Volume continued to be extremely low with total volume under 3.0 billion for the 4th time in five days. The volume has been under the 50DMA for 17 of the last 25 days. This is summer when volume normally slows but it has been much slower than normal. The good news is the steady climb in the markets on this low volume.
Tomorrow we have some critical reports. The most critical for me is the Capacity Utilization. It has been 74.3 for the last two months and a low not seen since 1983. Analysts are hoping for a bounce over 75% but will probably be happy with anything higher than 74.3. Any drop in this number and bad things will happen because it would indicate more potential layoffs and a further unwelcome decline in inflation as competition increases. It would mean no need to upgrade or buy new equipment and no increase in capital spending. Also closely watched will be the first Michigan Sentiment for August. The final July reading was 90.9 and with other surveys showing a drop in sentiment analysts are worried the headline number could drop into the middle 80s. The New York Empire State Mfg Survey also showed a drop last month to 22.6 and if it follows the last NY NAPM report it could fall back below 20. All of these reports are at a critical stage and this could be a turning point for the markets if they were to show weakness.

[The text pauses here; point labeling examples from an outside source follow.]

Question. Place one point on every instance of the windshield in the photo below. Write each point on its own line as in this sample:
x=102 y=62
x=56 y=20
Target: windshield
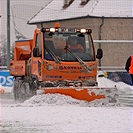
x=66 y=45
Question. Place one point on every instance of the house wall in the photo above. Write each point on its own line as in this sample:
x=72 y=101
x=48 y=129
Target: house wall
x=115 y=54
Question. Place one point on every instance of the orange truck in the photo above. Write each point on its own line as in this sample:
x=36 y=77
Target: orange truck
x=48 y=64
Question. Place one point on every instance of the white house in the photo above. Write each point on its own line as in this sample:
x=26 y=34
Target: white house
x=108 y=19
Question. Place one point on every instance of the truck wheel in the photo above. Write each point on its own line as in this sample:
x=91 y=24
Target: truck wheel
x=22 y=91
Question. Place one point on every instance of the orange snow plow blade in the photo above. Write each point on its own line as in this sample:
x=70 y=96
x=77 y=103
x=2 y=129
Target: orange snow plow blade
x=88 y=94
x=77 y=94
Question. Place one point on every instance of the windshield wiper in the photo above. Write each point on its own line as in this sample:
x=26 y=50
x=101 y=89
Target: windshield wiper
x=82 y=63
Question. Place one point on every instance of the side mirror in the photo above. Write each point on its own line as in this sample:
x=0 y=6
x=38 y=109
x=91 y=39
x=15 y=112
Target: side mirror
x=99 y=54
x=36 y=52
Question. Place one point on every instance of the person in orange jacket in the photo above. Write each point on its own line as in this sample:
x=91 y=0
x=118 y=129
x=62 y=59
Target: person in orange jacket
x=74 y=46
x=129 y=67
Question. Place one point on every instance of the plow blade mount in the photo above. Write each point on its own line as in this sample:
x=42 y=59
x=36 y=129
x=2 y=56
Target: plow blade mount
x=88 y=94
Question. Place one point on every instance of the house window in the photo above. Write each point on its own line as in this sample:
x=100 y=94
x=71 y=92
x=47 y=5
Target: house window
x=84 y=2
x=67 y=3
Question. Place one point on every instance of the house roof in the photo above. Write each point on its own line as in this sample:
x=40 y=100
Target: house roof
x=96 y=8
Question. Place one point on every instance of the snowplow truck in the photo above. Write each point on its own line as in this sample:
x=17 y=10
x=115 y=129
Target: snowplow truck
x=47 y=64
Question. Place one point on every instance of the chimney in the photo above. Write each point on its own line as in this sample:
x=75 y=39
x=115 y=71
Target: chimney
x=67 y=3
x=84 y=2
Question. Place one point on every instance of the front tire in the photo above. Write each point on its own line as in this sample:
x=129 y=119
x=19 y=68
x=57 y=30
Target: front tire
x=23 y=90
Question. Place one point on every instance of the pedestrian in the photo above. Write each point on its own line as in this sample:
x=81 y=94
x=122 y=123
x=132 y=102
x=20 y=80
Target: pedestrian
x=129 y=67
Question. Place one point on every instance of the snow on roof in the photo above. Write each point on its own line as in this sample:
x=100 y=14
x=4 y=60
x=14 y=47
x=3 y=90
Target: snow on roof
x=98 y=8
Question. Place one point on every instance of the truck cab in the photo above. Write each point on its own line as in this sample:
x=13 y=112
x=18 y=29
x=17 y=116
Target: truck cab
x=54 y=60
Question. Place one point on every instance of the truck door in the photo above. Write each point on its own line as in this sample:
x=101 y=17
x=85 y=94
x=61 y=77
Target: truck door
x=37 y=60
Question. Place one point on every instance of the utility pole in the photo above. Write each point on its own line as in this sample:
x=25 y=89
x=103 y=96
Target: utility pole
x=8 y=34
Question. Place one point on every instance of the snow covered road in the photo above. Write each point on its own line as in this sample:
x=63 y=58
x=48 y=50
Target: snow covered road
x=62 y=114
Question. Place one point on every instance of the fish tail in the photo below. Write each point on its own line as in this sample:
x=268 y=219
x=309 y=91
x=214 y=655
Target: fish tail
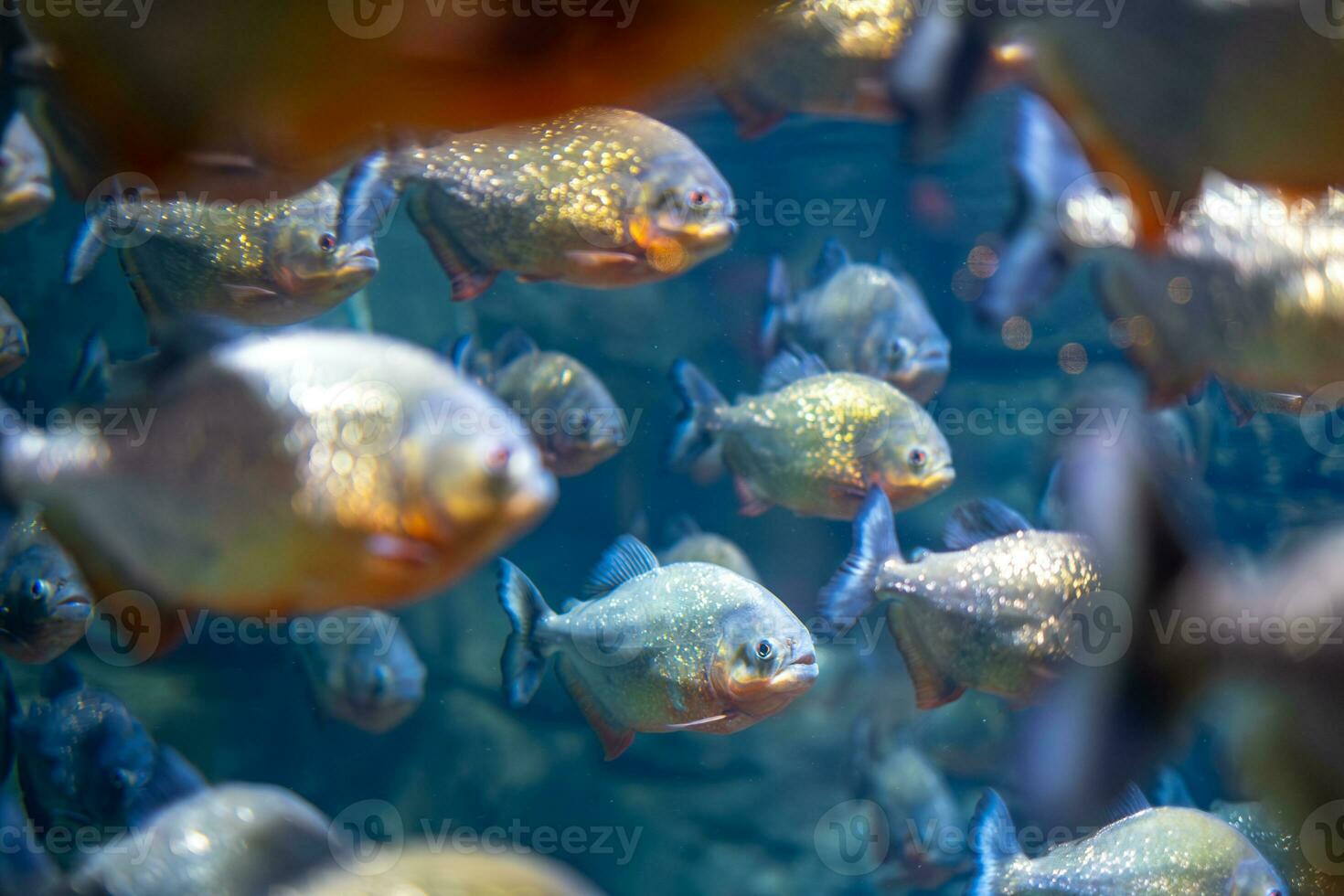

Friday is also option expiration day and from the late reports on the news it appears the markets will open for business at the regular time. The maximum pain numbers where the most options expire worthless are either at or below the current market levels, OEX 495.00, QQQ 31.00 as examples. This should keep the indexes pretty close to level unless the economic news is very good. Expiration Fridays lately have been tame but the economics at the open will rule. Might be a good day for New Yorkers to stay home after all.
Enter Very Passively, Exit Very Aggressively!